To tackle these challenges, Ras recommends using cloud monitoring tools such as AWS Cost Explorer and Azure Cost Management for real-time cost visibility. Organisations should concentrate on right-sizing and auto-scaling their cloud resources so they match with actual demand. In addition, treating data governance as a cost-control strategy is essential to ensure businesses implement proper lifecycle management for their cloud storage and data usage.
Auditing the cloud
“The most important step in cloud optimisation is knowing what you need from the start. The quicker and more effectively a client can communicate what they want and what they actually need, because those aren’t always the same thing, the better the optimisation process will be. Picking the right technologies from the beginning makes a big difference,” says Ras.
When optimising an existing cloud environment, the first step is always an audit.
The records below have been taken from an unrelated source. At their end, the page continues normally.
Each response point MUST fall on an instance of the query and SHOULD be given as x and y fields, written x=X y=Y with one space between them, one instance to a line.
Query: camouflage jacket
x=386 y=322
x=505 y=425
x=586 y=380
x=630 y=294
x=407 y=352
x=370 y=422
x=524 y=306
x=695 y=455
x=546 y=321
This involves reviewing whether allocated resources match actual usage. “There’s no point in running a massive instance for a web server that only gets a couple of hits a day. Once that’s done, the different optimisation points can be tackled, whether it’s auto-scaling, instance right-sizing, or adjusting storage.”
Global spending on public cloud services is projected to reach $723 billion by 2025, up from nearly $600 billion in 2023, according to Gartner. As cloud adoption grows, so should concerns over inefficiencies and waste.
“Cloud is only as smart as the way it is managed,” says Ras. “Without a strategic approach, it’s just an expensive server rental.”